Por fim, o filme se delonga mesmo, até mais do que no drama familiar, é no despertar sexual dessas garotas, em especial Irene 1, sendo a 2 a que lhe mostra o caminho. O primeiro beijo, o contato com os garotos, a paquera no cinema, o vislumbrar da irmã tomando banho. Aborda o despertar das garotas com um erotismo perverso, no limite do proibido, ciente das tensões morais em jogo. Não apenas no suposto desejo incestuoso entre as irmãs, mas também na exposição breve da nudez das garotas. O filme assumindo para si o olhar curioso de Irene 1 para o corpo da outra (e também na breve cena no lago, em que ela olha um garoto pular pelado na água), numa sexualidade ainda não domesticada, pulsante para todos os lados.
É um despertar sexual que prenuncia às Irenes um mundo onde as mulheres sofrem na mão dos homens, incompreensíveis, ora maldosos ora afetuosos. Seja na figura óbvia do pai, indiferente ao drama das mães, seja na figura do jovem Murilo, que rejeita Irene 2 sem maiores justificativas. Um universo masculino embrutecido, que mata os gatos no telhado sem hesitação, em contraste ao universo feminino choroso, reprimido, preso ao lar. Há ainda as convenções sociais, da festa de Solange ao casamento de aparências à brincadeira que revela quantos filhos uma mulher terá. Um destino já todo traçado, que as Irenes vão descobrindo e se revoltando, pedras na mão.

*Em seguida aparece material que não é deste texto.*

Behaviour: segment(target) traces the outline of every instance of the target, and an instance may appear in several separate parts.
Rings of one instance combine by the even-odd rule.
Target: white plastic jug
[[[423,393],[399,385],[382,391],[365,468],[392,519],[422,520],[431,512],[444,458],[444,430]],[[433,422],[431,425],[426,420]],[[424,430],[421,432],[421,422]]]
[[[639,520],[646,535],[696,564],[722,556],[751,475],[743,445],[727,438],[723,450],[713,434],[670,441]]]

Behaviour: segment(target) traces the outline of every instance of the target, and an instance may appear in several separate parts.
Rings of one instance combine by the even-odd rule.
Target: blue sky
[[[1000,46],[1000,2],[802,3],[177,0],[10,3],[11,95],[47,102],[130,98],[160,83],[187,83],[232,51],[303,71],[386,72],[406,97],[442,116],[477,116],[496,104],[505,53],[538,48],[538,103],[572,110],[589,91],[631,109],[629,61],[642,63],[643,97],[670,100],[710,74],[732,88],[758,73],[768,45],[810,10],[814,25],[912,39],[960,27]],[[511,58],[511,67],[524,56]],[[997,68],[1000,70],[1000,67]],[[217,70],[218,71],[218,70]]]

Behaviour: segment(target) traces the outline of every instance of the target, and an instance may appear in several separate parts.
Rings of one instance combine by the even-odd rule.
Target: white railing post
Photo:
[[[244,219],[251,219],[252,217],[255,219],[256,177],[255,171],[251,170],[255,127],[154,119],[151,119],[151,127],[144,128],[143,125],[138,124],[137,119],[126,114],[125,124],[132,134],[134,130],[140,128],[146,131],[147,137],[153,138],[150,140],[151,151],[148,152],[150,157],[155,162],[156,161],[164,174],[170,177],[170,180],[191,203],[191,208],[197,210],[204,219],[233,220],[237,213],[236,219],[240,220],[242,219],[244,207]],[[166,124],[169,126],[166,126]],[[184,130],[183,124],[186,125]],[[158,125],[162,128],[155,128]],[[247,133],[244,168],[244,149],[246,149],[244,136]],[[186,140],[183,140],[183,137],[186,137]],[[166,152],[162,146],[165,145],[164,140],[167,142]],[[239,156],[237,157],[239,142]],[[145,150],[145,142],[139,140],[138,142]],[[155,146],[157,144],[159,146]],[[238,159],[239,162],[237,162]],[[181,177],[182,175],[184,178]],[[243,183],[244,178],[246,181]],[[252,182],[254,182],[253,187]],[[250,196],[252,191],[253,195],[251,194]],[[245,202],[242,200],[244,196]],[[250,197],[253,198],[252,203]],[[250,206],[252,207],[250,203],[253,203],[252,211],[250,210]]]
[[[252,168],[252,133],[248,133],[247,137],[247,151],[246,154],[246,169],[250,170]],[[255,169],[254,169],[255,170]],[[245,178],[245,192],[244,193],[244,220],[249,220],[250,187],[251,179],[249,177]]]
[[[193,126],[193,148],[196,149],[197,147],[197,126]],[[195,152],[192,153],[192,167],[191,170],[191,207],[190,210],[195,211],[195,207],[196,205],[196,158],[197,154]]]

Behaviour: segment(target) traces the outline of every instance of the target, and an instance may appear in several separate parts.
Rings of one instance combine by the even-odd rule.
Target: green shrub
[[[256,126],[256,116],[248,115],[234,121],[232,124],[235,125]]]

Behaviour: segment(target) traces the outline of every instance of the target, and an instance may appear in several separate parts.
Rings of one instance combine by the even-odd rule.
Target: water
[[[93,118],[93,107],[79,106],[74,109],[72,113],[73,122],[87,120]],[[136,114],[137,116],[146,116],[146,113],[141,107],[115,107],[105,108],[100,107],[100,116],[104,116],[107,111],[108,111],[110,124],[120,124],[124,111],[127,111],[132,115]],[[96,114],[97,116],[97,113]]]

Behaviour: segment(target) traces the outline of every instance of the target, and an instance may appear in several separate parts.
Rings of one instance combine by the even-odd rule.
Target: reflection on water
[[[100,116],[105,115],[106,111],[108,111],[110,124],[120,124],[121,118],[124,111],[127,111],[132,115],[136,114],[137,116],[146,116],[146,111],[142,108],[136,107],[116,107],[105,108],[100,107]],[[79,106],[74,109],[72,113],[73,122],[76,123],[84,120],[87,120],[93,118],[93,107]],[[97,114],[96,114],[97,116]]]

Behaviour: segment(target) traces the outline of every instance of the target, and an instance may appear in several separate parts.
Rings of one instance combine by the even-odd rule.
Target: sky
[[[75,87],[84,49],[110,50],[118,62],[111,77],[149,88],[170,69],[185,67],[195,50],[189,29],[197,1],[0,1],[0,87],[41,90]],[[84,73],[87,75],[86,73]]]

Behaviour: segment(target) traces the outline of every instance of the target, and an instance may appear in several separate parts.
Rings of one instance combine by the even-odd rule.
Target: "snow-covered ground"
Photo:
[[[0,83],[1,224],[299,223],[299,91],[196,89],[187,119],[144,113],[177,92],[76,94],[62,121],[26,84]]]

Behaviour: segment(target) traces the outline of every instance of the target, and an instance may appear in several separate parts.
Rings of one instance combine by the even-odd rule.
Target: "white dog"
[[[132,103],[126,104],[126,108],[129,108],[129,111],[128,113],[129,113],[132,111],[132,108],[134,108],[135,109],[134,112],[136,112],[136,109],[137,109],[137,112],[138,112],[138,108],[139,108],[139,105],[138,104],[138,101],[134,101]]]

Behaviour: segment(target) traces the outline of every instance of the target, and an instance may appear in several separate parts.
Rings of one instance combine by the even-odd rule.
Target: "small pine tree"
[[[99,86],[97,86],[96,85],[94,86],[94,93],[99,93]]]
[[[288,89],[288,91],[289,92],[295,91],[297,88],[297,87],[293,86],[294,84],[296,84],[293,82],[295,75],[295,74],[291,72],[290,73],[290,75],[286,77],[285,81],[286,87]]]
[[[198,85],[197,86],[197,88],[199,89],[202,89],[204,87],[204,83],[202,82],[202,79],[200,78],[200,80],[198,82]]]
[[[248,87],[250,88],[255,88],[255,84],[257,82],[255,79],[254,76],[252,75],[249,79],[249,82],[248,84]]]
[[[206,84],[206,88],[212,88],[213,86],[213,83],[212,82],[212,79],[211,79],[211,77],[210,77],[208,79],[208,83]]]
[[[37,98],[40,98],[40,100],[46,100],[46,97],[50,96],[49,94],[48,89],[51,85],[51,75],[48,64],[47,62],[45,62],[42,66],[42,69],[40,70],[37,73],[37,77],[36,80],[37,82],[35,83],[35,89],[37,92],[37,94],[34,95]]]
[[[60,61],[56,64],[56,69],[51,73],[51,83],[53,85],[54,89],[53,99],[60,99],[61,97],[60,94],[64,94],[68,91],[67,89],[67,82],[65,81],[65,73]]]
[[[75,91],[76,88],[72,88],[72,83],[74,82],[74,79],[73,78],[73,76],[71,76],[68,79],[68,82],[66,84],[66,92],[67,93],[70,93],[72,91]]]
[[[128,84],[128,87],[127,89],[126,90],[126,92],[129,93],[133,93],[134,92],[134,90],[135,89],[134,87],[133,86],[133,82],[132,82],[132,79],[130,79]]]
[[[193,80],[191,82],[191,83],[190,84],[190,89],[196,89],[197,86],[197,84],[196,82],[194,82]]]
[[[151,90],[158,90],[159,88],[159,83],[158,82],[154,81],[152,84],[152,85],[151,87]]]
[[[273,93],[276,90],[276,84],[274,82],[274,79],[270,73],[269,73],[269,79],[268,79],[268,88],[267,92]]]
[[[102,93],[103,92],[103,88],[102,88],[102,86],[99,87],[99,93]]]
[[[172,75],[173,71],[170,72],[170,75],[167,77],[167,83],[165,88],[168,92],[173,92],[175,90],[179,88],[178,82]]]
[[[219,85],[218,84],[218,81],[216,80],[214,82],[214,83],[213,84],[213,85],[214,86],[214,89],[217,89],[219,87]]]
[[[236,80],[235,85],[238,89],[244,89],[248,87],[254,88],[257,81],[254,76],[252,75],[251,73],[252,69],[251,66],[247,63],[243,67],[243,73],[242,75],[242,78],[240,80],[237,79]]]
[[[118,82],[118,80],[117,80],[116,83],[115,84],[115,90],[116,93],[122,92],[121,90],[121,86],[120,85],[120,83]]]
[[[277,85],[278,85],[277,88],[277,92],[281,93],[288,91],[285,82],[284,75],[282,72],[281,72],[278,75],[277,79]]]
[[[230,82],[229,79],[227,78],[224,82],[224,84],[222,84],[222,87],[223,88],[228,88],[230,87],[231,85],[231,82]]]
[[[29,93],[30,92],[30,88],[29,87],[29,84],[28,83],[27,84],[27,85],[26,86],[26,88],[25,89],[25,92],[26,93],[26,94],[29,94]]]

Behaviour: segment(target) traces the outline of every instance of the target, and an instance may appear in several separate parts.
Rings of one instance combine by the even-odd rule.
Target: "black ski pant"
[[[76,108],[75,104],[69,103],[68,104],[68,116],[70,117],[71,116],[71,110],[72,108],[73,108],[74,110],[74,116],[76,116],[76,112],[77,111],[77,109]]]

O filme cozinha estes três temas lentamente, em cenas longas, sem grandes excitações. Opta pelo caminho da inconclusão narrativa, acreditando ser suficiente o amadurecer das garotas, que tomam para si o poder de transformar a própria vida. Não eleva seus temas à superfície, preferindo o não-dito. Tem esse aspecto interioriano de novela das 6, de drama prosaico, mas com uma consistência dramatúrgica e de forma muito sofisticada. Ainda que a história às vezes peça mais gritaria.